The same goes for I/O and any other platform-specific features.
Developer experience
Rust, though not extremely dissimilar to other modern languages like Swift or Kotlin, definitely has a learning curve. The borrow checker, lifetimes, and the ownership system are all quite unique. But the good news is that there are plenty of resources available to help you learn Rust. And once you get the hang of it, you will find yourself being empowered by a world of well-maintained libraries and tools.
In practice, integrating Rust into a native mobile project is also not too bad with UniFFI. But I do want to draw your attention to binary size again. To integrate Rust in your existing mobile project, it will almost certainly significantly increase the total binary size. This overhead might not be easy to overlook.

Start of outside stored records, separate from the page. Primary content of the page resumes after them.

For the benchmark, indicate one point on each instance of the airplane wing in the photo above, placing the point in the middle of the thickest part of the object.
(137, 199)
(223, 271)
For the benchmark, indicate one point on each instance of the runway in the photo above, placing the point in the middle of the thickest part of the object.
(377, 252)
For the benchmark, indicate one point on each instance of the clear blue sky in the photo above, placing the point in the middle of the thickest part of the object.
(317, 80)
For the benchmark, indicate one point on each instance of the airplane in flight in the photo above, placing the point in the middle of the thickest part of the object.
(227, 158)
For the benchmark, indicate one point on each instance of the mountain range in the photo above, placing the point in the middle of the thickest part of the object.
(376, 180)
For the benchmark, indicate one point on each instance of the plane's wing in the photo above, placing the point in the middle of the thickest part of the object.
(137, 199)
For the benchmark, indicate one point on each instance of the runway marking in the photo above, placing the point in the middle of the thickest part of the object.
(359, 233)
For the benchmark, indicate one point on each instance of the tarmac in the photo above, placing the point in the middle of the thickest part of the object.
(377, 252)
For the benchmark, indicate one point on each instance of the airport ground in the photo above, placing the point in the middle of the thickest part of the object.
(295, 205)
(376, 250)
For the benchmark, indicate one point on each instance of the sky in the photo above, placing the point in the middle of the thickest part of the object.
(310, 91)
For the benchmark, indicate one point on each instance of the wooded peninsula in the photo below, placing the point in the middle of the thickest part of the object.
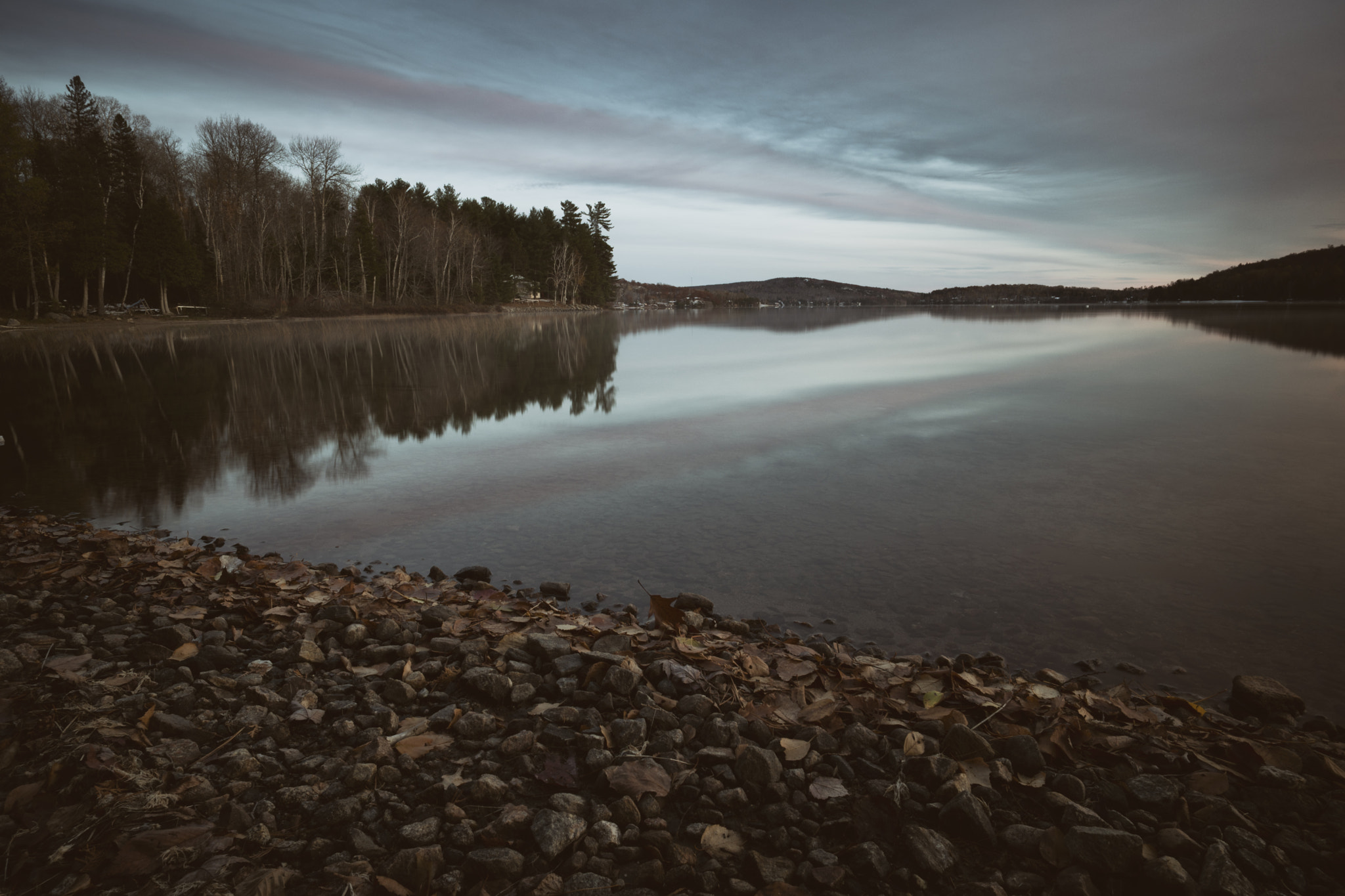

Feature support turnaround time
One thing to worry about is that to write code against a third-party technology instead of directly against the native platforms, whenever a new feature is introduced in the native platform, you are basically at the mercy of the maintainers of the bridge library, or you will have to get ready to write the bridge code (possibly under a tight deadline) yourself. In the case of Rust, since we are ultimately interfacing with C interfaces, the platform-agnostic part of the code should be pretty stable across updates. But there will definitely be cases where UniFFI will need to be updated to support new features. Here are some cases:
-
The good:
@Sendablesupport is required by Swift 6, which is planned to be released in September 2024. The related pull request was created on 2024/03/23 and was merged on 2024/03/26. Not only was the PR merged before the release date (even before WWDC 2024), it was reviewed and approved in less than three days! -
The bad: Swift Concurrency support. Announced on 2021/09/20 with Swift 5.5, Swift Concurrency wasn't supported by UniFFI until the year 2023. What's more, the PR was actually created on 2022/11/23, and was finally merged after more than three months on 2023/02/28.
Conclusion
"Write once, run anywhere" was a 1995 slogan created by Sun Microsystems to illustrate the cross-platform benefits of the Java language. Though there is still no end in sight, the pursuit continues. But if we carefully choose the part of the code that can be shared cross-platform—for example, the business logic that has little to do with the platform-specific features, we might just achieve part of that dream here and now. And Rust, with all its good and bad, might just be the right tool for it.